During the week I visited her in the evenings. Approaching her she would look up at me from her wheelchair and ask, “Who are you?”
Most often she mistook me for my father or my brother. Even though I understood the cause, it still hurt and painful tugs gripped my heart. However, God saw fit to show me something important that eventually brought peace to my heart with the situation.
Each Sunday after conducting the morning church service in one of the San Diego area congregations, I took whatever detour necessary to stop at the convalescent home. I wanted to serve my mother with Absolution, Holy Communion, and to pray with her. I had a living hope that in spite of her condition; somehow the blessing of God would reach her soul.
Without failure, every Sunday I walked into the entrance of the convalescent home, the first thing I saw was my mother in her wheelchair. She was first in the line of wheelchairs at the entry to the dining hall. She was hunched over, her eyeglasses askew and smudged to the point that she could not see anything very clearly through them. I entered the large reception room from the foyer and Mother immediately looked up, raised her “good” right arm and called out my name saying, “Allan! Is that you?”
I always responded with, “Yes, it’s me.”
Mother, loud enough for the whole room to hear, said, “Do you have my Holy Communion?”
I assured her I did, gave her a kiss and wheeled her back to her room. There I shared the highlights of the morning church service. I spoke to her as though there was nothing wrong with her comprehension. We prayed together the Lord’s Prayer and to my constant amazement, she prayed that pray as though nothing was wrong with her! No slurring of her words, no saying the wrong words, perfectly prayed as it would by a fully healthy person.
I followed the Lord’s Prayer with pronouncement of the Absolution. I prayed a brief prayer of thanksgiving, consecrated the elements and served her Holy Communion. Finally I pronounced the Benediction.
We said “Amen” together and mother looked up at me and said “Who are you?”
I released the brakes on the wheelchair and took Mother to the now filled dining room for lunch. I kissed her again and said goodbye with mixed feelings flooding my soul.
The first few times I had this experience, I left my mother deeply saddened and aching in my soul but also thankful I could serve her.
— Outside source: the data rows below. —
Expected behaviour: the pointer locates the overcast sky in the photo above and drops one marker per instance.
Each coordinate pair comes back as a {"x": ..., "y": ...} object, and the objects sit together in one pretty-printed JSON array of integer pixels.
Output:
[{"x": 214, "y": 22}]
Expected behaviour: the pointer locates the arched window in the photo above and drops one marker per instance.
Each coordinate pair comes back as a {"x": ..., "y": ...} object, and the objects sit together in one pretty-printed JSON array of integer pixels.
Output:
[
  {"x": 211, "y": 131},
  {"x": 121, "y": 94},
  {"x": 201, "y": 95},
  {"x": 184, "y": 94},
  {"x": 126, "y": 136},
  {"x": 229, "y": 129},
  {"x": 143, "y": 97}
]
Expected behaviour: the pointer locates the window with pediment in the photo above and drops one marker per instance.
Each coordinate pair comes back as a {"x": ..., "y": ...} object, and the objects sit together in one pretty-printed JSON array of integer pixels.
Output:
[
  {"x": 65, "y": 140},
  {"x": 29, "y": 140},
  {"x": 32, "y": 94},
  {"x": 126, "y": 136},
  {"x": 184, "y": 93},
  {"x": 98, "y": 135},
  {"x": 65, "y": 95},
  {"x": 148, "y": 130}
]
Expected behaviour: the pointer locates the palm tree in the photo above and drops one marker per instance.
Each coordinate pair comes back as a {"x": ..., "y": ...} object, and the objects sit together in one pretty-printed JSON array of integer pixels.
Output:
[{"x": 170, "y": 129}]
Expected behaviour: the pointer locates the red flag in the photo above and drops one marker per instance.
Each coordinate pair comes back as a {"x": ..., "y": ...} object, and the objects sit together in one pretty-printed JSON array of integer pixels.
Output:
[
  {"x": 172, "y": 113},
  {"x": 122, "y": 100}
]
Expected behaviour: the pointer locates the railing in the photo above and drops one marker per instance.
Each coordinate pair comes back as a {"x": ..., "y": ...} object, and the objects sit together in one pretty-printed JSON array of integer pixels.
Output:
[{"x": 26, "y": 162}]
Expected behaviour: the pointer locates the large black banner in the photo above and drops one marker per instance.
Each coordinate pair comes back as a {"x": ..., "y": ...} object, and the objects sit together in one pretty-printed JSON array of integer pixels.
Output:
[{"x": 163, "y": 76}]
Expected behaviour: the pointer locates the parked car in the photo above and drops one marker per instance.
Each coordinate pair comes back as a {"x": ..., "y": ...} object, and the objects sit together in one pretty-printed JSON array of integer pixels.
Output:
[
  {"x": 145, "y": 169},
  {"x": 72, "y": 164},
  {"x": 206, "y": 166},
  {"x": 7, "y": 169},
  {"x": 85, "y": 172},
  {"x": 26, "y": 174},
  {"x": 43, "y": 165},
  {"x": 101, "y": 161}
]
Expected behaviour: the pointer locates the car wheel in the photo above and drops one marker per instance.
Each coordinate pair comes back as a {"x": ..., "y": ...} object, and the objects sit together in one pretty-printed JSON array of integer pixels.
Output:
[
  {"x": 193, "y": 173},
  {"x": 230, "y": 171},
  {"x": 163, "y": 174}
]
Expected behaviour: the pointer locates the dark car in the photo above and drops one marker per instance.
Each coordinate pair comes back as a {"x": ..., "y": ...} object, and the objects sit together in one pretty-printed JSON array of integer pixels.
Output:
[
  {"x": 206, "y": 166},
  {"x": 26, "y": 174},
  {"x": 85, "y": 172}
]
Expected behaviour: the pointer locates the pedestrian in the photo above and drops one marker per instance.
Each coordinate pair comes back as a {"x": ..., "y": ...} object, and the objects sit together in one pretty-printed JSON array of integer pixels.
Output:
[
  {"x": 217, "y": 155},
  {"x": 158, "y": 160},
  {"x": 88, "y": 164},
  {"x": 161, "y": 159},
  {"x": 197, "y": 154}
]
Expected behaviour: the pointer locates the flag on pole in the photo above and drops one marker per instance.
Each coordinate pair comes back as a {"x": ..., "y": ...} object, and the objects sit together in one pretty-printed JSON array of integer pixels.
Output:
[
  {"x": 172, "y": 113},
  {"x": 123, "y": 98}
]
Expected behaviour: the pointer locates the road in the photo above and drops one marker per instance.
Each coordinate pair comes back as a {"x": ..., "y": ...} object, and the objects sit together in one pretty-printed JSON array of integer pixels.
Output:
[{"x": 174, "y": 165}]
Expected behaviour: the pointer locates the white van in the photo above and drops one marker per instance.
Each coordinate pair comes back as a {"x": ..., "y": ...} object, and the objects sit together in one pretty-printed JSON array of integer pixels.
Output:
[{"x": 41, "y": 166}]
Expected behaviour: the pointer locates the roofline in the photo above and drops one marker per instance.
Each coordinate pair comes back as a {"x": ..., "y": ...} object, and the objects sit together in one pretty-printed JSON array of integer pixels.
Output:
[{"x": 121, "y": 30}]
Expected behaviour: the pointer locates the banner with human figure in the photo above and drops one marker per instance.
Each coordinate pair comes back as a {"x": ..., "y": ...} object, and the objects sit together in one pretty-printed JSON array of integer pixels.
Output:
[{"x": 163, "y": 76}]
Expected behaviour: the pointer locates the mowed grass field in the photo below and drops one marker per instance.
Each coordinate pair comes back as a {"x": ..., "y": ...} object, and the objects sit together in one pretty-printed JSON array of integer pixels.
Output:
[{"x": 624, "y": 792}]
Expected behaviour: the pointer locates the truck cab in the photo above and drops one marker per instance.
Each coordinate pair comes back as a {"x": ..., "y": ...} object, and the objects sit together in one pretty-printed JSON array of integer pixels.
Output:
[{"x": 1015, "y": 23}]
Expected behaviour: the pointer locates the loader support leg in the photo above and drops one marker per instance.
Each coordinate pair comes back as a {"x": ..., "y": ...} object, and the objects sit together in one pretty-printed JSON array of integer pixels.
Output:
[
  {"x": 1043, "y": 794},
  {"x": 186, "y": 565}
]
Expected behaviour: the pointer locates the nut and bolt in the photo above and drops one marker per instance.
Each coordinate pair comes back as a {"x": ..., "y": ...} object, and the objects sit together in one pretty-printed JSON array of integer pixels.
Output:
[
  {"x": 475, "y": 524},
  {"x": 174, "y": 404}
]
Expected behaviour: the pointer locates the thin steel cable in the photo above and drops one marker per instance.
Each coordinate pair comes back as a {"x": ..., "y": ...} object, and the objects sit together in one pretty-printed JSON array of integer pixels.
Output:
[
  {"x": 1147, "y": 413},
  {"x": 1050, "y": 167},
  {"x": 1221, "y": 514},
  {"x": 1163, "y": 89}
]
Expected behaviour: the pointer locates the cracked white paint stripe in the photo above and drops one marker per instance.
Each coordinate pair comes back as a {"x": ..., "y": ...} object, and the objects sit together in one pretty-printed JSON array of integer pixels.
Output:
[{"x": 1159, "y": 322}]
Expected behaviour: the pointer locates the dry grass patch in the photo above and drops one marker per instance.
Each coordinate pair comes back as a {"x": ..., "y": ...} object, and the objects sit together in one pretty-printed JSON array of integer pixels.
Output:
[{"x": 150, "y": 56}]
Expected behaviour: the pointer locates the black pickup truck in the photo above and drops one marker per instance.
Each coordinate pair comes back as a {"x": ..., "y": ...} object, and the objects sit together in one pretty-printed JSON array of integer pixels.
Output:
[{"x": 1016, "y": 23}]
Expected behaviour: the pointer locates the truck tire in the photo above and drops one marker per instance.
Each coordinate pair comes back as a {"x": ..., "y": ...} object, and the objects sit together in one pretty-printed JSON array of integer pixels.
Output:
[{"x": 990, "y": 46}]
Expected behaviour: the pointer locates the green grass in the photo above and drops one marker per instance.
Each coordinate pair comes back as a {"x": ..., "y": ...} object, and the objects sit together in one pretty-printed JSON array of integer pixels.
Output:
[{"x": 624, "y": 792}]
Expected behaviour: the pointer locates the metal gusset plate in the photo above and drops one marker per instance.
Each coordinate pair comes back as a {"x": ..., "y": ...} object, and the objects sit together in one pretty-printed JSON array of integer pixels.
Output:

Eventually, I realized that God was showing me something very important.
There was a lesson in all of this for me. It became clear once I was able to extricate myself from the emotional pain I felt. Now I saw that even though her physical faculties were impaired; her soul remained healthy and strong! I am forever grateful for that insight and the comfort and peace it offered.
Turning Point
This experience became a turning point in perspective. I wondered why I hadn’t recognized it sooner. Strong emotions have the effect of blinding one to the obvious. This turning point perspective equipped me to serve others to overcome their emotionally induced blindness in similar situations and see the truth of a broken body with a healthy soul.